Global warming is the increase in  the Earth's average atmospheric temperature over a long period of time, generally due to increased levels of greenhouse gases caused by human activities. Scientists believe that even a 2-3ºF (0.6-1.1°C) increase in the average temperature of the Earth could trigger disasters.

According to the National Oceanic and Atmospheric Administration (NOAA), between 1880 and 1980, the global annual temperature increased at an average rate of 0.13°F (0.07°C) per decade. Since 1981, the global annual temperature has increased at twice that rate, 0.32°F (0.18°C). This has led to an overall 3.6°F (2°C) increase in global average temperature today compared to the pre-industrial era. In 2019, the average global temperature (over land and ocean) was 1.75°F (0.95°C) above the 20th-century average. This made 2019 the second hottest year on record, behind 2016. 

This rise in average global temperature is caused by human activities, particularly the burning of fossil fuels. The amount of carbon dioxide entering the atmosphere increases when fossil fuels are burned and the excess carbon dioxide cannot be used by plants (especially since we are eliminating them, too). The excess carbon dioxide in the atmosphere absorbs heat from the sun and keeps it near the surface of the Earth, which raises the Earth's temperature. The concentration of carbon dioxide in the atmosphere has doubled in the last 100 years and scientists expect it to double in the next 100 years as well.

Scientists predict that these changes will trigger disaster. For example, a major shift in weather patterns could cause droughts, tropical storms and increase temperatures that would make some currently habitable areas of the Earth become uninhabitable. Scientists also predict that melting polar ice caps could cause a rise in sea levels and, in turn, flood low-lying areas, such as coastal cities like New York City and San Francisco.
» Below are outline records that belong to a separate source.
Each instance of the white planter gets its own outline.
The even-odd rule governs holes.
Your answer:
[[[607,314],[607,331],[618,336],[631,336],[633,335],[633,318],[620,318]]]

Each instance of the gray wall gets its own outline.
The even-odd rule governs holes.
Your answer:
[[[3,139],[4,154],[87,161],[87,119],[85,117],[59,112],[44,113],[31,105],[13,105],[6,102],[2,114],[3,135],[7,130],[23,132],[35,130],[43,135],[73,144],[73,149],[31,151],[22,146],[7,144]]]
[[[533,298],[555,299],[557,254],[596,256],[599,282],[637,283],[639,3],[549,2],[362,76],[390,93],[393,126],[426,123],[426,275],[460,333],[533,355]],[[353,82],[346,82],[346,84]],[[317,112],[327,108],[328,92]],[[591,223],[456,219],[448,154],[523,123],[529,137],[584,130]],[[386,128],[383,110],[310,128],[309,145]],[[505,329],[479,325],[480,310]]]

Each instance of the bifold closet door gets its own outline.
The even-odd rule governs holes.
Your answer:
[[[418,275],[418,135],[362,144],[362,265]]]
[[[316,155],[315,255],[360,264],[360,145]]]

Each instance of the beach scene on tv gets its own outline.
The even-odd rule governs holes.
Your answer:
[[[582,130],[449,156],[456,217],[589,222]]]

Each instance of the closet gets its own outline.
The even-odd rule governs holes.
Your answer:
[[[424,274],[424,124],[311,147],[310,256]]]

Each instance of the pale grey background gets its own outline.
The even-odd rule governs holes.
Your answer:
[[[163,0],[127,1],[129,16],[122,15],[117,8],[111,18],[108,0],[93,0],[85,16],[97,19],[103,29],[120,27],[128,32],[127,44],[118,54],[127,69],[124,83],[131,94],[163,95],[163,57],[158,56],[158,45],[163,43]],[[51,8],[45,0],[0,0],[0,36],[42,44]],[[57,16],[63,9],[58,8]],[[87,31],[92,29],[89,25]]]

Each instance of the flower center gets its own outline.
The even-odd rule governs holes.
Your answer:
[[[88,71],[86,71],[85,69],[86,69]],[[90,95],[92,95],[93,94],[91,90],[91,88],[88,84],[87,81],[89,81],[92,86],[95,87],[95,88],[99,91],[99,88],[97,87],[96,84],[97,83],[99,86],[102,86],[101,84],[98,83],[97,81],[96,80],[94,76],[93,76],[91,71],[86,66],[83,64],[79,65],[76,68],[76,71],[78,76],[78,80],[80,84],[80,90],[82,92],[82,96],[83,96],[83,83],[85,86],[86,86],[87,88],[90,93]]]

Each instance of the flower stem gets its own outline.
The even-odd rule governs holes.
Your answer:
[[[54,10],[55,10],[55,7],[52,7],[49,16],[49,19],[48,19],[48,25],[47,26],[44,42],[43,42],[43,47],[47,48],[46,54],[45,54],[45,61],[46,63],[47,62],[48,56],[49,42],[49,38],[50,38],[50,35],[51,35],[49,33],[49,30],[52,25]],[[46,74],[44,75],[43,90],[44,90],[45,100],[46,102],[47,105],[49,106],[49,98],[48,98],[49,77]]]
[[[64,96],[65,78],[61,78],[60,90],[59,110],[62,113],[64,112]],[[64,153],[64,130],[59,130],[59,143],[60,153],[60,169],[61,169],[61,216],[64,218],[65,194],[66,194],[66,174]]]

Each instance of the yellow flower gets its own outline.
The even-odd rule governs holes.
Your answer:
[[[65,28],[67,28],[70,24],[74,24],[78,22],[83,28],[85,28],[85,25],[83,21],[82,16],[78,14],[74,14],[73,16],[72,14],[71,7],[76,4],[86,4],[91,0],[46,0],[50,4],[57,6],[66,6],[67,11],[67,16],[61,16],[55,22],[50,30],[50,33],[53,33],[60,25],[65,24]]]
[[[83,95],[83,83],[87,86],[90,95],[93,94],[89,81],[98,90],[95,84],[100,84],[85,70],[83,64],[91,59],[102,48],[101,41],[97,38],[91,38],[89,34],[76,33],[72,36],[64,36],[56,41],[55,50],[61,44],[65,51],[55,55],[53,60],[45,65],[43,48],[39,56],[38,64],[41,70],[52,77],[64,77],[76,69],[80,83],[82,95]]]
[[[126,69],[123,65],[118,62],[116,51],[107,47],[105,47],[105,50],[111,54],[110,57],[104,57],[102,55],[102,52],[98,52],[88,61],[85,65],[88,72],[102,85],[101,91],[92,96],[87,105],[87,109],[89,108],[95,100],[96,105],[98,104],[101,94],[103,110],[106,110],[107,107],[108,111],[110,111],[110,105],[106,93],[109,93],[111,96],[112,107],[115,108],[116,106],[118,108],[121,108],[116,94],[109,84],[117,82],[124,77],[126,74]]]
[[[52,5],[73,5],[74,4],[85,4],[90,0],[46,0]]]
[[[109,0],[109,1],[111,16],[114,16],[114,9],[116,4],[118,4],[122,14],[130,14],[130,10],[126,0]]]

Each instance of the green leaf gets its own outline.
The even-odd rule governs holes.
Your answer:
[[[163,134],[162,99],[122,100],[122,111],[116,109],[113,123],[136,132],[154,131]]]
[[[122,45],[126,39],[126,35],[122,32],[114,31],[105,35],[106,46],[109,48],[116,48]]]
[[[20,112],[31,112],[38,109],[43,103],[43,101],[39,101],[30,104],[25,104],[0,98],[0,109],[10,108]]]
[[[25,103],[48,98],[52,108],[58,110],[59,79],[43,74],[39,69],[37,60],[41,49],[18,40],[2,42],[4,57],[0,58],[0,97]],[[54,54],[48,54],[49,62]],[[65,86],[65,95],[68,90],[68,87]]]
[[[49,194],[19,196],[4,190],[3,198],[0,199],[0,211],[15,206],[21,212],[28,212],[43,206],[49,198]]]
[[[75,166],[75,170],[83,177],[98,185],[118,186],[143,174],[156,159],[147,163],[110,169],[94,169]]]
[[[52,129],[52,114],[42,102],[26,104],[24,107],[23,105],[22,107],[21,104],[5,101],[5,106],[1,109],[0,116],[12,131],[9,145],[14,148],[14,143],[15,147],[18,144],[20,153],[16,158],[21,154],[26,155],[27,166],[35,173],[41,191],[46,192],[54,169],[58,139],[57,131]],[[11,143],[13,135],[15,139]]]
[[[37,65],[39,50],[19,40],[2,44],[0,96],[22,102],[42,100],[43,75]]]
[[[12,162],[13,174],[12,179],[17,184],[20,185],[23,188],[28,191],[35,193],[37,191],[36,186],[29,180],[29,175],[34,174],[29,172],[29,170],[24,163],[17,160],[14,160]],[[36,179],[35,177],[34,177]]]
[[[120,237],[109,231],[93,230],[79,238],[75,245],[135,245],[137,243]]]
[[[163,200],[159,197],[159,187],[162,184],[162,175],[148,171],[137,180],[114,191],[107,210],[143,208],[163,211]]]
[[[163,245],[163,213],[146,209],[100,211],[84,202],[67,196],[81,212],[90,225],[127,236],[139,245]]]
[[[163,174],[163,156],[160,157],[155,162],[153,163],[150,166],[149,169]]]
The melting of the icecaps could also dilute marine saline concentrations, threatening marine life.

While most scientists believe that the greenhouse effect will gradually warm the Earth's climate, some scientists predict that as the temperature rises, more water will evaporate from the oceans, resulting in more clouds. This increase in clouds could block out sunlight, causing an overall decrease in the Earth's average temperature. This increased atmospheric reflectivity is called an increase in the Earth's albedo.

Photosynthesis

Forests have been called the "lungs of the Earth" because animals inhale oxygen and exhale carbon dioxide in the process of breathing, and plants take in carbon dioxide and give off oxygen in the process of photosynthesis. See The Carbon Cycle Diagram attachment.
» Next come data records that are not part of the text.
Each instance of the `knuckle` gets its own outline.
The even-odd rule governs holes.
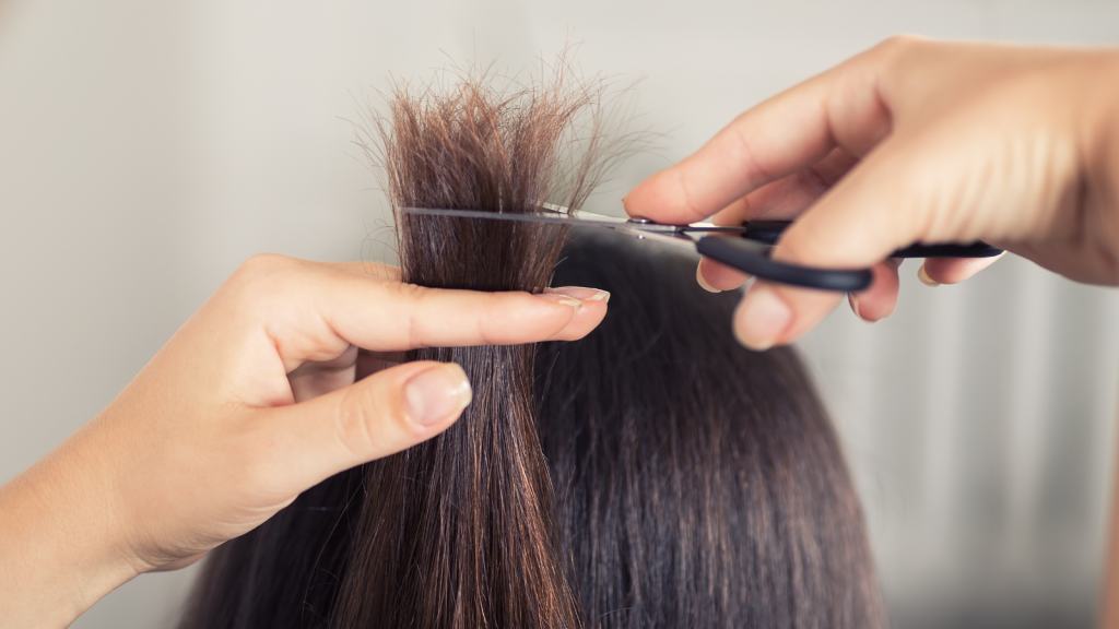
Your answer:
[[[404,424],[399,404],[391,400],[392,396],[378,395],[376,388],[347,388],[335,413],[336,434],[340,445],[355,460],[374,458],[384,449],[389,426],[399,428]]]

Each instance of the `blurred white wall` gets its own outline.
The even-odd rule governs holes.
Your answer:
[[[742,110],[897,32],[1117,44],[1119,4],[0,0],[0,481],[104,406],[250,255],[384,255],[344,119],[388,73],[516,71],[575,39],[587,73],[645,76],[640,109],[667,138],[592,199],[617,207]],[[895,625],[1089,627],[1119,294],[1014,259],[935,290],[914,271],[892,319],[837,312],[802,344]],[[75,627],[170,627],[191,576],[141,576]]]

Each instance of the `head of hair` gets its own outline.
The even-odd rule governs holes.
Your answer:
[[[401,212],[577,208],[632,145],[566,64],[457,76],[364,128],[404,280],[591,285],[610,313],[577,342],[411,353],[466,369],[459,421],[215,550],[182,627],[881,626],[836,436],[791,350],[731,338],[733,293],[647,243]]]

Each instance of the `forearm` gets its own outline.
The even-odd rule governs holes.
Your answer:
[[[112,488],[77,434],[0,487],[0,618],[66,627],[135,576]]]

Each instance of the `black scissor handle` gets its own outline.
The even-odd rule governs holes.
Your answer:
[[[789,220],[751,220],[742,224],[745,227],[742,235],[751,241],[774,245],[789,225],[792,225]],[[995,257],[1002,254],[1003,250],[976,241],[967,245],[916,244],[900,248],[890,254],[890,257]]]
[[[696,243],[700,255],[763,280],[826,291],[861,291],[871,285],[867,269],[835,271],[798,266],[770,260],[771,246],[740,236],[704,236]]]
[[[739,271],[793,287],[854,292],[871,285],[873,274],[869,269],[836,271],[771,260],[769,256],[771,246],[789,225],[788,220],[745,223],[742,237],[704,236],[696,243],[696,251]],[[984,242],[967,245],[916,244],[895,251],[891,257],[994,257],[1002,253],[1003,250]]]

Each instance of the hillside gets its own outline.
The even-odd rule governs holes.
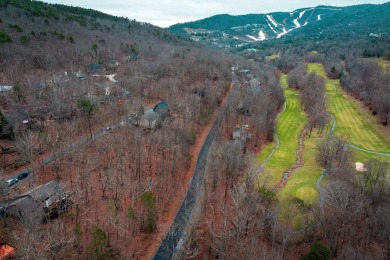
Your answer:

As of 2019, more than 78 million acres of tropical forest are cut and burned each year to clear land for farming and ranching. According to the World Resources Institute, averaged over 2015 – 2017, global loss of tropical forests contributed about 4.8 billion tonnes of carbon dioxide per year (or about 8-10% of annual human emissions of carbon dioxide).

Engineering

Environmental engineers are concerned about photosynthesis because plants help clean the air of harmful carbon dioxide gas, replacing it with oxygen. With the decreasing numbers of trees in the world, the air is not being cleaned as well. Additionally, the carbon dioxide levels continue to increase due to increasing numbers of automobiles and industrial pollution. Environmental engineers are continually challenged to find methods to reduce carbon dioxide emissions from industry and cars, and find ways to clean our polluted air. Students can explore taking the matter into their own hands with the literacy-based associated activity Pollution Politics.

Associated Activities

  • Greenhouse Effect Models: Hot Stuff! - Students observe demonstrations, and build and evaluate simple models to understand the greenhouse effect and the role of increased greenhouse gas concentration in global warming.
  • It's Really Heating Up in Here! - Students create and observe a greenhouse effect model and discuss the implications of global warming theory for engineers, themselves and the Earth.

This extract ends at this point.